Theorem: Let a_n = \mathbb{P}(X = n) be a probability distribution on \mathbb{N}. Suppose that the exponents in the prime factorization of n are chosen independently and according to a geometric distribution, and further suppose that a_n is monotonically decreasing. Then a_n = \frac{1}{\zeta(s)} \left( \frac{1}{n^s} \right) for some real s > 1.

I have been thinking about the first condition, and I no longer like it. At least, I don’t like how I arrived at it. Here is a better way to conceptualize it: given that n | X, the probability distribution on \frac{X}{n} should be the same as the original distribution on X. By Bayes’ theorem, this is equivalent to the condition that

\displaystyle \frac{a_{mn}}{a_n + a_{2n} + a_{3n} + ...} = \frac{a_m}{a_1 + a_2 + ...}

which in turn is equivalent to the condition that

\displaystyle \frac{a_{mn}}{a_m} = \frac{a_n + a_{2n} + a_{3n} + ...}{a_1 + a_2 + a_3 + ...}.
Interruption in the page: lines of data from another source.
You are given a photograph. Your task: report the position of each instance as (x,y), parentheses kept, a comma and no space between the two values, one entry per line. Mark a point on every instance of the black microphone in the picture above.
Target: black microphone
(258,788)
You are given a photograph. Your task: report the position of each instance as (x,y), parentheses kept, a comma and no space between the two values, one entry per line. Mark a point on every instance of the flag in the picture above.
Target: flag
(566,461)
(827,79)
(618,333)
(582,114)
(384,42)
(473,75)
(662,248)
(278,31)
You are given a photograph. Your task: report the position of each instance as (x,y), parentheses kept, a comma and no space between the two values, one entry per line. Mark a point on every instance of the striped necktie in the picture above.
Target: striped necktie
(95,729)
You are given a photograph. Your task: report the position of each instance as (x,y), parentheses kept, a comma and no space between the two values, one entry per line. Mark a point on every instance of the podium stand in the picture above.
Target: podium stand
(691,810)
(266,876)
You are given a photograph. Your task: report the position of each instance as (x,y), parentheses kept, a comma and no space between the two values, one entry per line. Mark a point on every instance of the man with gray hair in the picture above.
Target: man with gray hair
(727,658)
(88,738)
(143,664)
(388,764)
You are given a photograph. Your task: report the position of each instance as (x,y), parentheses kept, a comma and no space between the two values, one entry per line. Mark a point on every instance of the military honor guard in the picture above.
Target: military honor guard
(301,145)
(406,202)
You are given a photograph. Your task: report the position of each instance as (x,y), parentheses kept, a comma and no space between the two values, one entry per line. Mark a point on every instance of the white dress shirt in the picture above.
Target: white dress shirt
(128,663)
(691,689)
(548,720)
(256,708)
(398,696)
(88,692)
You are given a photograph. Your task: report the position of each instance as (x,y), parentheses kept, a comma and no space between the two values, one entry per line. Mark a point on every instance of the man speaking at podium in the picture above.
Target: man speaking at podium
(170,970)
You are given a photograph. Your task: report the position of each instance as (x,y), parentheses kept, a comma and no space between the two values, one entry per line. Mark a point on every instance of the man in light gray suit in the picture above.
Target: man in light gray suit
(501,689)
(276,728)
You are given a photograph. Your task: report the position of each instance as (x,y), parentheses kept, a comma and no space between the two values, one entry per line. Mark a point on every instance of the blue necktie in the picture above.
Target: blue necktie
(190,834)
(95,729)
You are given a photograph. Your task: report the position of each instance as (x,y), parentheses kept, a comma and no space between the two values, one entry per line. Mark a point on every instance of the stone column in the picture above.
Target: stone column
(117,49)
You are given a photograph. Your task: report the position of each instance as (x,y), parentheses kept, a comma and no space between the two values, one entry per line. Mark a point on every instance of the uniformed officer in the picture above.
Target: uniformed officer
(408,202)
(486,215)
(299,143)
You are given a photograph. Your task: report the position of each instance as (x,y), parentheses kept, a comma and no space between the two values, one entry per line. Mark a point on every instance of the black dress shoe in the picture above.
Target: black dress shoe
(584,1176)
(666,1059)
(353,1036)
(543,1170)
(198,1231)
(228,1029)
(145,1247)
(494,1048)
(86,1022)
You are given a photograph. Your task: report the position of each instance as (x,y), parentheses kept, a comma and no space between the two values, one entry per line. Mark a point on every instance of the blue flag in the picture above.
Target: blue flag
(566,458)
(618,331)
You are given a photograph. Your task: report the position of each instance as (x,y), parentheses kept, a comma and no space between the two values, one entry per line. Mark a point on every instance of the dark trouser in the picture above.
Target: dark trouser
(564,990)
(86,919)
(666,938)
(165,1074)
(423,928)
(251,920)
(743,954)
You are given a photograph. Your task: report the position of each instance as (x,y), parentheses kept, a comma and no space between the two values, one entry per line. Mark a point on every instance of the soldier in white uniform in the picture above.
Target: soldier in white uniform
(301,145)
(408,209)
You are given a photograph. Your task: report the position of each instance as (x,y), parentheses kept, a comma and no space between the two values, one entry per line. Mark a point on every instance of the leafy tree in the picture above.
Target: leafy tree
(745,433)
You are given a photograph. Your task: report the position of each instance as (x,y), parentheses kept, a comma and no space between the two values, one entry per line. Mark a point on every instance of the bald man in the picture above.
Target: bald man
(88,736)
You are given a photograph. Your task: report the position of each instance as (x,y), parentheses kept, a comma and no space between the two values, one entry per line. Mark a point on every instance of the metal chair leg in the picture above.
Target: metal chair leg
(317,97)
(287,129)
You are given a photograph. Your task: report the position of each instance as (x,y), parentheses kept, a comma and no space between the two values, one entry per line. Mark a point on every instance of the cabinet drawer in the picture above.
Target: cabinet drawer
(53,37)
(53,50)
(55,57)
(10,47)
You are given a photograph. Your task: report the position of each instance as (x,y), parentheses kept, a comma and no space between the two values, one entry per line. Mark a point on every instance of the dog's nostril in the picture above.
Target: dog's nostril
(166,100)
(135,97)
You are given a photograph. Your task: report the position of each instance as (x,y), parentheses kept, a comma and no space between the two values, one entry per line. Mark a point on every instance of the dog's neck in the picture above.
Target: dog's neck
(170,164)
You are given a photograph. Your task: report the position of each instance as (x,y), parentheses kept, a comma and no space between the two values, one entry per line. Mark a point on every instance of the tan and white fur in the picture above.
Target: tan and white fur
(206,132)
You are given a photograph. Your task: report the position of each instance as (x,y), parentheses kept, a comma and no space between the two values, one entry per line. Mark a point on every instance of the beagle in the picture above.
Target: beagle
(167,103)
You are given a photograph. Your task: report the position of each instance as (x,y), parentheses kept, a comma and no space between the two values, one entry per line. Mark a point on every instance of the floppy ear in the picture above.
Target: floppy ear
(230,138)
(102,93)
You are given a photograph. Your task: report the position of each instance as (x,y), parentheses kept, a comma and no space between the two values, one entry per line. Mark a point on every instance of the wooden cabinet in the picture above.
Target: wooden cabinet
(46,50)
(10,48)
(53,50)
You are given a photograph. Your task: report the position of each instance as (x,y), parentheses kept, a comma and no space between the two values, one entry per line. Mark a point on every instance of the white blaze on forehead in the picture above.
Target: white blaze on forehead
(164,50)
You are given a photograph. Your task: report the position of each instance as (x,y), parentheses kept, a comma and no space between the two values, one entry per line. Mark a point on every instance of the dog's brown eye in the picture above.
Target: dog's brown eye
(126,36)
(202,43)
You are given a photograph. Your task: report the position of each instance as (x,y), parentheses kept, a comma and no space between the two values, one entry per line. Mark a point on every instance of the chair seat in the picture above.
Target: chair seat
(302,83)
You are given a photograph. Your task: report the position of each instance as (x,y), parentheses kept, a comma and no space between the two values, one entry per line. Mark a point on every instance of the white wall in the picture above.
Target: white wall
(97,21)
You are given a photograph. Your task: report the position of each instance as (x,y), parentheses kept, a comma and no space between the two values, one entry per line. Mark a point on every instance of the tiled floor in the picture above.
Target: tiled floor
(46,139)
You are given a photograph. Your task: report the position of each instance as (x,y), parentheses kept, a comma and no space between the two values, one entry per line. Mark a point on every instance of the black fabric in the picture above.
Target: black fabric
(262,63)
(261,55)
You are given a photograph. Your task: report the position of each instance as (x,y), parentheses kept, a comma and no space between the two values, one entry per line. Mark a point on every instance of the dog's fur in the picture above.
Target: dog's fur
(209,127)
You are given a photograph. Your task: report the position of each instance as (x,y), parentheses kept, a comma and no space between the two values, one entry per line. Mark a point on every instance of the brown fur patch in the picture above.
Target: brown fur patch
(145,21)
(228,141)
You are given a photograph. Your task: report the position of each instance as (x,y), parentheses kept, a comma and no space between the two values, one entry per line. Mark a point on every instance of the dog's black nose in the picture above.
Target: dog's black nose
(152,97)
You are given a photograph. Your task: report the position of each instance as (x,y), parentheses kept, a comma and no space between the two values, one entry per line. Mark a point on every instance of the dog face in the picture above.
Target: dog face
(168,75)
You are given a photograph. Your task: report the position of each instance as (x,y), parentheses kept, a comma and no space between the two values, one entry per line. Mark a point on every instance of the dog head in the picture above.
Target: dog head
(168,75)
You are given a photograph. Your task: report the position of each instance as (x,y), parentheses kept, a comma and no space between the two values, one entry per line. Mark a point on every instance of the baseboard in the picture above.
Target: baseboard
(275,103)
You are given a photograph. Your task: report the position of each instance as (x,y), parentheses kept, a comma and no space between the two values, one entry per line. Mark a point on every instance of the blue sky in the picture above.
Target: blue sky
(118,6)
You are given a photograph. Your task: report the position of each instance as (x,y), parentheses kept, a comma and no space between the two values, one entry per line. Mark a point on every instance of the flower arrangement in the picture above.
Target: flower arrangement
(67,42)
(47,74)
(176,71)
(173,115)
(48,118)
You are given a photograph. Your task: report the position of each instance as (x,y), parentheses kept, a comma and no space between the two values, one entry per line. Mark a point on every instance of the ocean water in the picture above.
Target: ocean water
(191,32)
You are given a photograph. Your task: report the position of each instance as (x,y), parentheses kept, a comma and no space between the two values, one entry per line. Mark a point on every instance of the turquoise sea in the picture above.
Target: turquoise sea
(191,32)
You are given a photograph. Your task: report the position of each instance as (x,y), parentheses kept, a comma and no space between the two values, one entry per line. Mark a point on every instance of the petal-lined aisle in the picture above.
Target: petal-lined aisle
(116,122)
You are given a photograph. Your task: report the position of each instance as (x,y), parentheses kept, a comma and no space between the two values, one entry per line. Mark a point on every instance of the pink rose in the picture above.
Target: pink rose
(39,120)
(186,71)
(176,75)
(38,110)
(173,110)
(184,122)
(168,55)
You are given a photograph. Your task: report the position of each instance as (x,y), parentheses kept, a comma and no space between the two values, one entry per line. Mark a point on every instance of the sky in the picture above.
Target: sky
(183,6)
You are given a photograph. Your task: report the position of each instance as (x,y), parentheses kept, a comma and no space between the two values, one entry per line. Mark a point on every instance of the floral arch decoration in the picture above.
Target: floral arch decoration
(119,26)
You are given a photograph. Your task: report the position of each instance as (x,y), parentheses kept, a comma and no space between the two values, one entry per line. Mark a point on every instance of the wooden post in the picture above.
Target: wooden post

(I am adopting the natural assumption that a_n > 0 for all n. No sense in excluding a positive integer from any reasonable probability distribution on \mathbb{N}.) In other words, \frac{a_{mn}}{a_m} is independent of m, from which it follows that a_{mn} = c a_m a_n for some constant c. From here it already follows that a_n is determined by a_p for p prime and that the exponents in the prime factorization are chosen geometrically. And now the condition that a_n is monotonically decreasing gives the zeta distribution as before. So I think we should use the following characterization theorem instead.

Theorem: Let a_n = \mathbb{P}(X = n) be a probability distribution on \mathbb{N}. Suppose that a_{nm} = c a_n a_m for all n, m \ge 1 and some c, and further suppose that a_n is monotonically decreasing. Then a_n = \frac{1}{\zeta(s)} \left( \frac{1}{n^s} \right) for some real s > 1.

More generally, the following situation covers all the examples we have used so far. Let M be a free commutative monoid on generators p_1, p_2, ..., and let \phi : M \to \mathbb{R} be a homomorphism. Let a_m = \mathbb{P}(X = m) be a probability distribution on M. Suppose that a_{nm} = c a_n a_m for all n, m \in M and some c, and further suppose that if \phi(n) \ge \phi(m) then a_n \le a_m. Then a_m = \frac{1}{\zeta_M(s)} e^{-\phi(m) s} for some s such that the zeta function

\displaystyle \zeta_M(s) = \sum_{m \in M} e^{-\phi(m) s}

converges. Moreover, \zeta_M(s) has the Euler product

\displaystyle \zeta_M(s) = \prod_{i=1}^{\infty} \frac{1}{1 - e^{- \phi(p_i) s}}.

Recall that in the statistical-mechanical interpretation, we are looking at a system whose states are finite collections of particles of types p_1, p_2, ... and whose energies are given by \phi(p_i); then the above is just the partition function. In the special case of the zeta function of a Dedekind abstract number ring, M = M_R is the commutative monoid of nonzero ideals of R under multiplication, which is free on the prime ideals by unique factorization, and \phi(I) = \log N(I). In the special case of the dynamical zeta function of an invertible map f : X \to X, M = M_X is the free commutative monoid on orbits of f (equivalently, the invariant submonoid of the free commutative monoid on X), and \phi(P) = \log |P|, where |P| is the number of points in P.